On Wednesday 28 November 2007, Dave Robillard wrote:
[...]
Obviously, this effect is less visible with non-trivial plugins -
but even how many plugins in a "normal" graph are actually CPU
bound? In my experience, the effect is very pronounced (several
times higher CPU load with 512 samples/buffer than with 32) when
using a bunch of sampleplayer voices (cubic interpolation +
oversampling) and some simple effects. You have to do some pretty
serious processing to go CPU bound on a modern PC...
Not really true for linear scans through memory, which reading
plugin buffers usually is. This is the ideal cache situation, and
you can definitely get full utilization sweeping through things much
larger than the cache this way (this is exactly what the cache is
designed to do, and it does it well; try it).

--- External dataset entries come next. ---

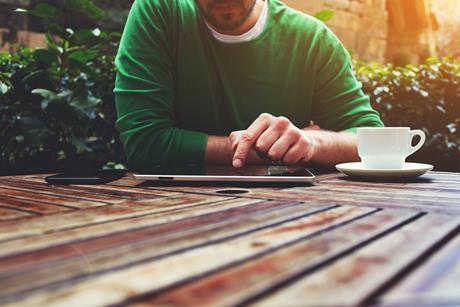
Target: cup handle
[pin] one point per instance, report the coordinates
(420, 143)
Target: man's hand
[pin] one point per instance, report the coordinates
(273, 137)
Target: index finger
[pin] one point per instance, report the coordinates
(248, 139)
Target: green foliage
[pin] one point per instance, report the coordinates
(56, 104)
(426, 97)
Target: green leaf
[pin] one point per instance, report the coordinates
(85, 103)
(45, 93)
(43, 11)
(83, 56)
(86, 6)
(324, 15)
(34, 130)
(46, 56)
(3, 88)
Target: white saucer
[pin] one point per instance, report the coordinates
(409, 170)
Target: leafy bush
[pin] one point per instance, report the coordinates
(425, 97)
(56, 104)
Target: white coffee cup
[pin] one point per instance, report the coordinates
(387, 147)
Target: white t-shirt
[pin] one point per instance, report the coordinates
(251, 34)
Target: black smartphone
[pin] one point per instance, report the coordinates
(86, 177)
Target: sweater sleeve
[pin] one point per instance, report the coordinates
(144, 92)
(340, 104)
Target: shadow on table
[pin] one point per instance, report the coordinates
(223, 184)
(423, 179)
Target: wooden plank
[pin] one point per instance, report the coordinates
(70, 236)
(239, 284)
(434, 283)
(118, 286)
(67, 220)
(61, 191)
(31, 206)
(349, 196)
(103, 189)
(58, 200)
(10, 214)
(78, 260)
(353, 279)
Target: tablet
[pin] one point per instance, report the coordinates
(252, 173)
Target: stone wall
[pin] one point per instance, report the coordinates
(360, 24)
(447, 13)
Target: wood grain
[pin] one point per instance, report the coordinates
(340, 241)
(238, 285)
(68, 220)
(106, 289)
(436, 282)
(355, 278)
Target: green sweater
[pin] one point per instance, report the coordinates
(176, 83)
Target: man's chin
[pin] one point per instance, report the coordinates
(225, 26)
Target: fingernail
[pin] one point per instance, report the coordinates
(237, 163)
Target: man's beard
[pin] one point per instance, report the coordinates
(227, 22)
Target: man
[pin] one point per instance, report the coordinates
(235, 81)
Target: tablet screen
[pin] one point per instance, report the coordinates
(223, 170)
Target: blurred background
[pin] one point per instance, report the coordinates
(57, 76)
(395, 31)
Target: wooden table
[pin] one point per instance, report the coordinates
(338, 242)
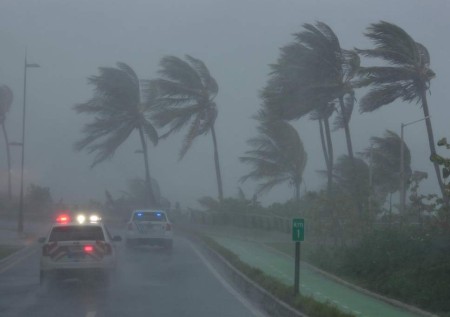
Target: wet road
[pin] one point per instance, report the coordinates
(150, 282)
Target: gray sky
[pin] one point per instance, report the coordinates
(236, 39)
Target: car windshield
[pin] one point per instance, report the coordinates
(149, 216)
(77, 233)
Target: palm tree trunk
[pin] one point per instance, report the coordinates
(216, 163)
(330, 158)
(151, 196)
(323, 142)
(348, 139)
(8, 157)
(347, 129)
(426, 114)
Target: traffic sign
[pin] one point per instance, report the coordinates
(298, 229)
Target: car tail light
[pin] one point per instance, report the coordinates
(108, 249)
(47, 247)
(88, 248)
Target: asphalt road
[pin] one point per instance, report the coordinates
(150, 282)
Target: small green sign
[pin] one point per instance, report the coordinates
(298, 230)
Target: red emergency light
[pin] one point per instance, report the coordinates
(63, 218)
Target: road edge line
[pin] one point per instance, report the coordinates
(225, 284)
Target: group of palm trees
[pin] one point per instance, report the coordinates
(315, 77)
(182, 96)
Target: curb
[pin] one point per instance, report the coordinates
(393, 302)
(268, 303)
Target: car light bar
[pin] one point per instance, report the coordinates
(63, 218)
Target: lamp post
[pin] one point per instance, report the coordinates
(26, 66)
(402, 164)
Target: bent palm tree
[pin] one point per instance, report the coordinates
(6, 98)
(118, 110)
(385, 158)
(408, 76)
(186, 92)
(277, 156)
(334, 70)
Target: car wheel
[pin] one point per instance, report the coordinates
(129, 243)
(168, 244)
(42, 278)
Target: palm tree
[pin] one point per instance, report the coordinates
(323, 114)
(277, 156)
(6, 98)
(407, 77)
(384, 155)
(186, 92)
(330, 71)
(118, 110)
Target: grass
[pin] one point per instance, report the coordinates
(305, 304)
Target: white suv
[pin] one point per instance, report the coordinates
(82, 249)
(149, 227)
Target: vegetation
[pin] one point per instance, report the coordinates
(118, 111)
(407, 77)
(305, 304)
(186, 92)
(277, 156)
(407, 264)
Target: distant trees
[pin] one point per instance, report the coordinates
(6, 99)
(384, 155)
(117, 111)
(407, 77)
(186, 92)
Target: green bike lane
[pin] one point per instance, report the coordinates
(312, 283)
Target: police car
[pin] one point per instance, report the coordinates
(78, 248)
(149, 227)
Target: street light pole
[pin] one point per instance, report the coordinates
(402, 164)
(26, 66)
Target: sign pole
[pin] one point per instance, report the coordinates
(297, 269)
(298, 235)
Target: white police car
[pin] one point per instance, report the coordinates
(149, 227)
(81, 249)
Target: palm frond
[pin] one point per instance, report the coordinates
(178, 71)
(207, 80)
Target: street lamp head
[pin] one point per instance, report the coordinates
(32, 65)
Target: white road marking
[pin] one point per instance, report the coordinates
(227, 286)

I did, and that's what I'm drawing my conclusions from. ;-)
No cache controller logic in the world can avoid the bottleneck that
is memory bandwidth. If your data has been kicked from the cache, it
needs to get back in, and the only time you're not taking a hit from
that is when you're doing sequential access *and* your code is CPU
bound, rather than memory bound.
Well, sure, but big data is big data. In the typical case plugin
buffers are much smaller than the cache (especially on recent CPUs) -
crunching away on plain old audio here is definitely CPU bound (with
properly written RT safe host+plugins anyway).
No matter how you slice it if you want to play with a massive chunk of
data you're bound by the memory bandwidth*, sure. So what? :)
-DR-
(* until everything is parallel like it really should be, and this
problem goes away...)